On Tuesday, Edgartown voters unanimously approved similar zoning for the part of the Airport Business Park that’s in their town.

The West Tisbury Water Resources Protection Bylaw drew heat from some members of the farming community. The essence the bylaw was meant to conserve the Mill Brook watershed, conservation committee member Whit Griswold explained. Meadowbrook Farm owner Becky Cournoyer expressed concern about the ability of farmers and private landowners to draw water as needed. She also said she was dissatisfied with the language of the bylaw, which she found unclear. M.V. Agricultural Society president Brian Athearn, a farmer with water sources on his property, expressed some similar concerns. “I just wish this was a little more thought-out,” he said, and questioned the need for more bureaucracy in West Tisbury.

Signmaker Tom Hodgson questioned the utility of having such a bylaw at all.

New conservation commission member Geraldine Brooks said “unbridled” water taking was problematic to the health of the watershed. She noted hydroseed trucks made a habit of drafting from the Mill Brook at Scotsman’s Bridge, and that nobody knows what contaminants the hoses they use might be introducing into the brook.

Ultimately the bylaw passed 111-25 with amended language.

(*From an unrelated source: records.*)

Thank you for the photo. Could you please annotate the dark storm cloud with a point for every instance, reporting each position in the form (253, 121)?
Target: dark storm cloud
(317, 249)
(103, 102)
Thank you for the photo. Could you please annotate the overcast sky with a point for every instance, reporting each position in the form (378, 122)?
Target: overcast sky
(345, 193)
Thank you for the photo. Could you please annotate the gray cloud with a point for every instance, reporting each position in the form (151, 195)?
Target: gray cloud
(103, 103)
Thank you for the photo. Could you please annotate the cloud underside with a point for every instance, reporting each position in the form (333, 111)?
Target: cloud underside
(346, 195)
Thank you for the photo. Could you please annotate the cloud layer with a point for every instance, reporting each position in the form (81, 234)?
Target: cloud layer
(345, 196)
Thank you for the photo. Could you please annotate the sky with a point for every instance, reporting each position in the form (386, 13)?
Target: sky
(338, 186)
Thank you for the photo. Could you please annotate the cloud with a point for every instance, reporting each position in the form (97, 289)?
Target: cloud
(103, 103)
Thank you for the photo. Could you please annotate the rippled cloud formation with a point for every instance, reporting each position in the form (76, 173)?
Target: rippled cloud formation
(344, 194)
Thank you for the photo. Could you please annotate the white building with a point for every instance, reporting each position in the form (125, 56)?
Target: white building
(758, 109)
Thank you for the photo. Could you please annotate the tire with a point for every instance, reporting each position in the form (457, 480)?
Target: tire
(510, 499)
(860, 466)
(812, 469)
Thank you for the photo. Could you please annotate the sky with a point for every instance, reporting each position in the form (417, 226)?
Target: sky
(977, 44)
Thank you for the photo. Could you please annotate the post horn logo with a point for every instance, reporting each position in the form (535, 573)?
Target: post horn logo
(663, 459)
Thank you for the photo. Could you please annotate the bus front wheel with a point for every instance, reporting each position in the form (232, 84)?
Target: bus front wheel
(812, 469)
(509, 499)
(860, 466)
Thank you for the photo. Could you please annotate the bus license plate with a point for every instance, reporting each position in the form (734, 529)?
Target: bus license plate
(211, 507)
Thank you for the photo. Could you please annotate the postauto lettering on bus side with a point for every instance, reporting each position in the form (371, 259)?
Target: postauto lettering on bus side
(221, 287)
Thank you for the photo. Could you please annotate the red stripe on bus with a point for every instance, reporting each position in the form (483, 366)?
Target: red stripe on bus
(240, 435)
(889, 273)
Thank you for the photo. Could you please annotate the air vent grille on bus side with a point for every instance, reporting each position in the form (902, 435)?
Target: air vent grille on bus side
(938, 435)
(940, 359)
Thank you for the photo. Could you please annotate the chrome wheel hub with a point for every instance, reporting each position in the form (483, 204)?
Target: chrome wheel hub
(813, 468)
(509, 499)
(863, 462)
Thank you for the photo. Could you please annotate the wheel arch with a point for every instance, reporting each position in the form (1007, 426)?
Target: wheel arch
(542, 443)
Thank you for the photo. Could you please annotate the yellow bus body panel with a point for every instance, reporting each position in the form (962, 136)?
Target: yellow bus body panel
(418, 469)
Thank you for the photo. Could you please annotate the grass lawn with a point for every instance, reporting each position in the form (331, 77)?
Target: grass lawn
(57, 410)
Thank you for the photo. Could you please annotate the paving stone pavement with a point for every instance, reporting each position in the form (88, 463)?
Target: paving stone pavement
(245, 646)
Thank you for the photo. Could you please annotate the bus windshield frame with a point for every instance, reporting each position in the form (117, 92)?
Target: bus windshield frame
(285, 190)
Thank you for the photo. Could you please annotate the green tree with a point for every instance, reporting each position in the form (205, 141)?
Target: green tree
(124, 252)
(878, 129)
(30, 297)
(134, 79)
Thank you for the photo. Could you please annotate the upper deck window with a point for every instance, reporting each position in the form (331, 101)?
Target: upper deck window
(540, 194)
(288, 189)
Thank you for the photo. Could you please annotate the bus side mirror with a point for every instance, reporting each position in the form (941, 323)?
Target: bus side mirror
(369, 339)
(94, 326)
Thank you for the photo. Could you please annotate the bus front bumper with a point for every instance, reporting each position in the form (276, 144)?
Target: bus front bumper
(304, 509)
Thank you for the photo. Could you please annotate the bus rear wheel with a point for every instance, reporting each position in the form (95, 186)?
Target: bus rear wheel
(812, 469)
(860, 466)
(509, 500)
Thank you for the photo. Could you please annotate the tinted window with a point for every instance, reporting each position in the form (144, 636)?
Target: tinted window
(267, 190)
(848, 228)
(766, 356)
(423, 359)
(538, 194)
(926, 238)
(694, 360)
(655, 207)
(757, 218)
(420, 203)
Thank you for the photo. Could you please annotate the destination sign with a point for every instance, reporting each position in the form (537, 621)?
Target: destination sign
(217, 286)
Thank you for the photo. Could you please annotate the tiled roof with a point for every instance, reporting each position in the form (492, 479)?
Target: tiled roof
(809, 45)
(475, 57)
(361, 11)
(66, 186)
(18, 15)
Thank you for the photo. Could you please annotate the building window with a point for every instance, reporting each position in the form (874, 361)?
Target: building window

Reached Thursday, Cournoyer said she has not personally seen hydroseed trucks drafting in town, but believes extant state law already prohibits such activity. Nevertheless, she said, it would be wise to post signs at the bridge, and wondered why that hasn’t already occurred. Cournoyer said she agreed with the spirit of the bylaw, in that the watershed “needs to be managed more closely to ensure the continued flow and volume”; however, she said, local regulations shouldn’t “infringe on landowners’ rights to water.”

On the recommendation of planning board member Bea Phear, who explained the article was largely a consolidation and clarification of zoning, voters unanimously voted to approve a lengthy article governing special ways.

After extensive debate, and a direct appeal from M.V. Superintendent of Schools Matt D’Andrea, voters unanimously approved a $138,138 appropriation for West Tisbury’s share of feasibility study and owner’s project manager costs for a high school renovation or rebuild.

As the night wore on and the voters thinned, moderator Dan Waters was forced to dispatch counters to ensure there was still a quorum. The count found 136 voters present, 12 more than the threshold, and the meeting was able to roll on.

In an unusual and perhaps unprecedented parliamentary move, selectman Skipper Manter moved to consolidate all nine Community Preservation articles for a single bloc vote. The appropriation value of the articles was just under $400,000. The motion and the article bloc both passed.

Reached Thursday, Manter declined to endorse the word “unprecedented,” but said, “I don’t think we’ve done a bloc that large before.”

To his recollection, he said votes of that type in the past have consolidated two or three articles. Such a smaller consolidation actually occurred earlier Wednesday night. Manter said he was motivated to make the motion in part because retention of a quorum increasingly looked tenuous.

At the close of the evening, Waters stressed the meeting was not dissolved, only continued to April 30. He said the possibility to revisit articles already voted on in the warrant existed, if the need arose.

Updated to correct what the zoning changes surrounding cannabis mean. -Ed.